De Rham Cohomology of the tangent bundle of a manifold

Question

I would like to compute the de Rham cohomology of the tangent bundle $TM$ of a manifold $M$. It seems to me that we can just homotopy each fibre to a point, and that this would give a homotopy equivalence between $TM$ and $M$. Since de Rham cohomology is a homotopy invariant, this would imply that $H^*_{\text{dR}}(TM) \cong H^*_{\text{dR}}(M)$.
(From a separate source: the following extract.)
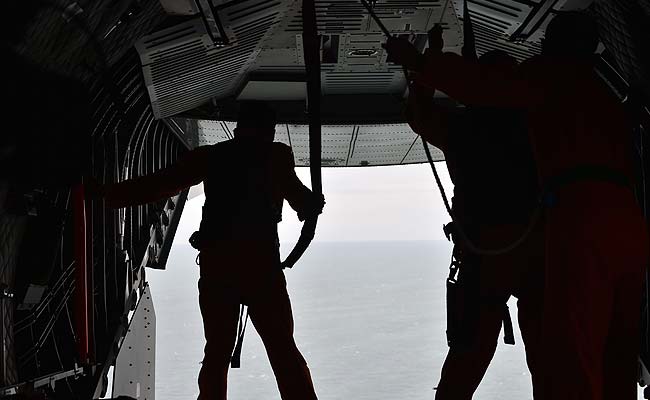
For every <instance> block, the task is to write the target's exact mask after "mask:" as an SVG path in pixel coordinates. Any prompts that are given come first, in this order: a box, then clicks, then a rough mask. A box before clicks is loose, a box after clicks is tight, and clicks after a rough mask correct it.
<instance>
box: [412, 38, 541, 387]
mask: <svg viewBox="0 0 650 400" xmlns="http://www.w3.org/2000/svg"><path fill="white" fill-rule="evenodd" d="M429 43H430V48H429V49H427V52H431V51H438V52H439V51H441V48H442V30H441V29H440V28H434V29H433V30H432V31H431V32H430V39H429ZM436 44H437V45H436ZM438 46H439V47H438ZM464 53H465V52H464ZM475 62H480V63H482V64H487V65H495V66H499V67H501V68H509V69H513V70H514V69H516V67H517V62H516V60H515V59H514V58H512V57H510V56H509V55H508V54H506V53H505V52H502V51H498V50H497V51H491V52H488V53H486V54H484V55H483V56H482V57H481V58H480V59H479V60H478V61H476V60H475ZM409 110H410V112H409V120H410V121H409V123H410V125H411V127H412V128H413V130H414V131H415V132H416V133H418V134H419V135H421V136H422V137H424V139H425V140H426V141H427V142H429V143H431V144H432V145H434V146H436V147H437V148H439V149H440V150H442V151H443V152H444V154H445V159H446V162H447V167H448V169H449V174H450V176H451V179H452V182H453V183H454V197H453V203H452V209H453V213H454V216H455V223H454V224H450V225H449V226H448V227H449V229H450V231H451V232H452V236H453V239H454V243H455V245H454V256H455V258H456V259H457V260H458V262H460V270H459V277H458V283H457V284H456V285H454V286H453V288H455V289H454V290H452V289H451V288H450V289H449V290H450V293H448V296H452V297H454V298H449V299H448V301H449V302H450V303H449V305H448V309H447V312H448V313H449V315H448V321H450V322H449V325H448V326H447V339H448V343H449V347H450V348H449V352H448V353H447V358H446V359H445V363H444V366H443V368H442V371H441V378H440V382H439V383H438V387H437V391H436V399H438V400H447V399H453V400H464V399H467V400H469V399H471V398H472V396H473V394H474V392H475V391H476V389H477V388H478V385H479V383H480V382H481V380H482V379H483V376H484V375H485V372H486V371H487V368H488V366H489V364H490V361H491V360H492V357H493V356H494V353H495V351H496V347H497V343H498V339H499V332H500V331H501V325H502V321H507V322H508V323H510V318H509V315H508V314H507V313H508V308H507V305H506V302H507V301H508V298H509V297H510V296H511V295H514V296H515V297H517V298H518V299H519V300H518V303H517V305H518V310H519V326H520V329H521V332H522V336H523V338H524V342H525V345H526V354H527V361H528V365H529V369H530V371H531V375H532V376H533V382H534V385H533V386H534V387H538V386H539V383H538V382H537V381H538V380H539V374H538V370H539V368H538V367H537V364H538V362H539V361H538V355H537V349H538V347H539V345H538V342H539V330H540V324H541V313H542V289H543V240H542V235H541V229H540V228H541V224H540V223H539V221H537V222H535V221H531V215H533V214H534V213H533V210H534V208H535V205H536V199H537V178H536V172H535V164H534V162H533V158H532V151H531V148H530V143H529V141H528V138H527V136H526V135H525V133H522V131H523V132H525V131H526V122H525V118H524V117H525V116H524V115H523V113H521V112H520V111H518V110H513V109H504V108H496V107H466V109H465V111H458V110H457V109H451V108H449V107H444V106H440V105H437V104H435V103H434V102H433V91H432V90H431V89H430V88H424V87H422V86H419V85H417V84H414V85H412V87H411V91H410V96H409ZM529 223H536V227H535V229H534V230H533V231H532V234H530V236H529V237H528V239H527V240H525V241H524V242H523V243H522V244H521V245H520V246H518V247H517V248H515V249H514V250H513V251H511V252H508V253H506V254H502V255H494V256H480V255H477V254H473V253H472V252H471V251H470V250H469V249H468V248H467V247H466V246H464V244H463V241H462V240H461V239H459V237H458V235H457V234H454V233H453V232H454V227H455V226H458V225H459V226H460V227H461V229H463V231H464V232H465V233H466V234H467V235H468V237H469V239H470V240H472V242H473V243H475V244H476V245H478V246H479V247H482V248H489V249H494V248H498V247H504V246H505V245H507V244H508V243H512V242H513V241H514V240H516V239H517V238H518V237H520V236H521V235H522V234H523V233H524V232H525V231H526V228H527V225H528V224H529ZM509 328H511V326H509V327H508V328H506V327H505V325H504V329H509ZM510 333H511V332H506V336H507V335H508V334H510ZM508 339H510V338H508Z"/></svg>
Is it always true that the tangent bundle of a manifold is homotopic to the manifold itself by the homotopy of each fibre with a point?

Answer 1

Yes, that's true. In fact every vector bundle is homotopy equivalent to the base space, and in fact deformation retracts onto the base space. To prove this:

Let $p : E \to M$ be a smooth vector bundle, and $s : M \to E$ the zero section. It's a general fact that $s$ is an embedding, so we can identify $M$ with the image of $s$. Define a deformation retraction $H_t : E \to E$ by: $$H_t(\xi) = t \cdot \xi.$$

It follows directly from the definition of a vector bundle that each $H_t$ is smooth. Indeed look at a trivializing chart $(U, \varphi)$ where $U \subset M$ is an open set and $\varphi : p^{-1}(U) \to V \times \mathbb{R}^k$ is a homeomorphism (with $V \subset \mathbb{R}^n$ an open set) Then if $\varphi(\xi) = (x, \vec{v})$, then $\varphi(H_t(\xi)) = (x, t \vec{v})$. This is obviously smooth on the chart, so by definition it's smooth on the whole bundle.

Besides, $H_0$ is the projection onto $M$, $H_1$ is the identity, and each $H_t$ is the identity on $M$ (remember that it's the zero section of $E$, and $t \cdot \vec{0} = \vec{0}$). So $E$ deformation retracts onto $M$, thus $E$ and $M$ are homotopy equivalent.